The discussion also included the fact that some other municipalities do not direct bill for firefighting costs; some have a mill rate in place that collects a small fee from every property owner, then places that fee in an account and uses the money to pay for firefighting costs as they arise.

The issue was presented to council by assistant CAO Jeff Chipley, who stated in his memo, “On July 3, 2018 at the Council General meeting, Council tasked Administration to calculate the costs to have taxation cover emergency responses, instead of the current fee for service model currently being utilized.”

Chipley stated in his memo staff looked at the past four years to estimate what effect a countywide fee would have on ratepayers. “The following is a table of the four year average of invoiced revenues per fire zone that would need to be covered County wide by taxes on an annual basis totaling $217,993.25. Council requested Administration calculate special tax that would work for all County fire zones. The calculations were obtained from the Assessment Department and based on the 2017 assessment of total taxable assessment; the calculation for the special tax is .077 mills. This means the dollar value per $100,000 of assessment is $7.68. For example a property assessed at $400,000 would cost the property owner $30.72/yr.”

Much of the debate centered on whether all emergency services should be covered, or only medical response calls.

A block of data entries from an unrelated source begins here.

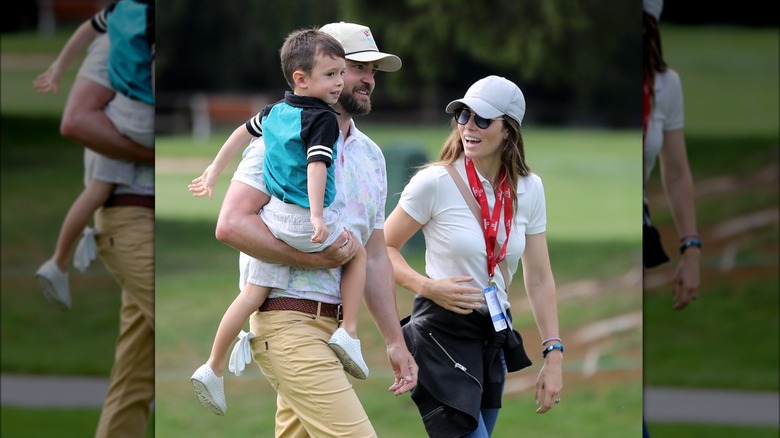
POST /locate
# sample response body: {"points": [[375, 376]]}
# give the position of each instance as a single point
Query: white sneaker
{"points": [[210, 389], [347, 349], [54, 284]]}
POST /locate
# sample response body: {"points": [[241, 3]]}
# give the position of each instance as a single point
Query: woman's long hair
{"points": [[652, 54], [512, 153]]}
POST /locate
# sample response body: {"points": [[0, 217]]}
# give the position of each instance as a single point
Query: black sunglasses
{"points": [[462, 116]]}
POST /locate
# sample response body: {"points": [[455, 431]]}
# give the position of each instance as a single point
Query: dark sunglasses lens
{"points": [[463, 115], [481, 123]]}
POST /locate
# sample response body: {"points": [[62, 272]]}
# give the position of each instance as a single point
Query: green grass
{"points": [[729, 77], [35, 423], [62, 423]]}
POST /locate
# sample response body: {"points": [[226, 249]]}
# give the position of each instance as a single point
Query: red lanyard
{"points": [[490, 225]]}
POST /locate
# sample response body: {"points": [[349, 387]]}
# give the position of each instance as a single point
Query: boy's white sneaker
{"points": [[347, 349], [54, 284], [210, 389]]}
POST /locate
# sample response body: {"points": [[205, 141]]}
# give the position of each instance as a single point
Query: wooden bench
{"points": [[210, 110]]}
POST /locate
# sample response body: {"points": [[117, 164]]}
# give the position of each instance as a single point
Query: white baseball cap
{"points": [[359, 45], [493, 97], [653, 7]]}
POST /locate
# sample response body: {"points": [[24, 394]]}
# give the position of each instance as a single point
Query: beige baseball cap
{"points": [[359, 45]]}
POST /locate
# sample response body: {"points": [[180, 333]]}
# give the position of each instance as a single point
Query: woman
{"points": [[664, 140], [463, 346], [663, 137]]}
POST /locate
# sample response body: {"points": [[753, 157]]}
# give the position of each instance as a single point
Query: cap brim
{"points": [[384, 61], [482, 108]]}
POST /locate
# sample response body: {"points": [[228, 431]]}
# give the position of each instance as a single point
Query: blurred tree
{"points": [[576, 61]]}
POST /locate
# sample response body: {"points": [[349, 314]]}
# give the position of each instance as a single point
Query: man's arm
{"points": [[240, 226], [380, 301], [84, 122]]}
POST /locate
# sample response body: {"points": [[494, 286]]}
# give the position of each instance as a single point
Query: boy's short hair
{"points": [[302, 46]]}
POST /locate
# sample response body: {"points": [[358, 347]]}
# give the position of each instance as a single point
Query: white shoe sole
{"points": [[350, 366], [205, 397], [50, 293]]}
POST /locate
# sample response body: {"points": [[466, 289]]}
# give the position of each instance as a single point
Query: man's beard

Councilor Kathy Rooyakkers supported the later.

Councilor Josh Bishop stated he was aware private insurance companies offer coverage for firefighting services and was opposed to charging a mill rate for something that’s covered in insurance policies. “We’re duplicating a service,” said Bishop.

Councilor Ken Adair stated that, looking at the agenda memo and the prediction of roughly $30 per household, the cost is very low for an important service. Councilor Bill Krahn agreed.

Councilor Lyle Seely stated he thought, during strategic planning sessions, councilors had reached a consensus to support a flat fee for countywide firefighting services.

Reeve Terry Van de Kraats stated he’d heard from some ratepayers over the years that they would accept the mill rate for firefighting because it’s one less thing for people to worry about if a fire occurs. “I like the countywide service,” said the reeve.

Councilor Seely pondered whether a countywide mill rate would affect service levels in different parts of the county; councilors also discussed the fact a mill rate is connected to property values, and property values are not the same in every part of the County of Wetaskiwin.

A motion was made to, in essence, leave the firefighting service as status quo but cover medical first response calls; this was defeated by a 2 to 4 vote, Rooyakkers and Bishop in favor.

The next motion was to go with what was called option #6 on the agenda memo, a countywide mill rate, and include medical first response. This was passed by a 4 to 2 vote, Rooyakkers and Bishop opposed. It was stated at the meeting this would take effect Jan. 1, 2019.

Chipley stated in his report, “Any Alberta Transportation calls (motor vehicle collisions, on Provincial highways), negligent burning calls, First Nations, non-County rate payer, outside County Mutual Aid, or any person who was in contravention of Fire Bylaw 2016/44 would still be billed to the responsible party.”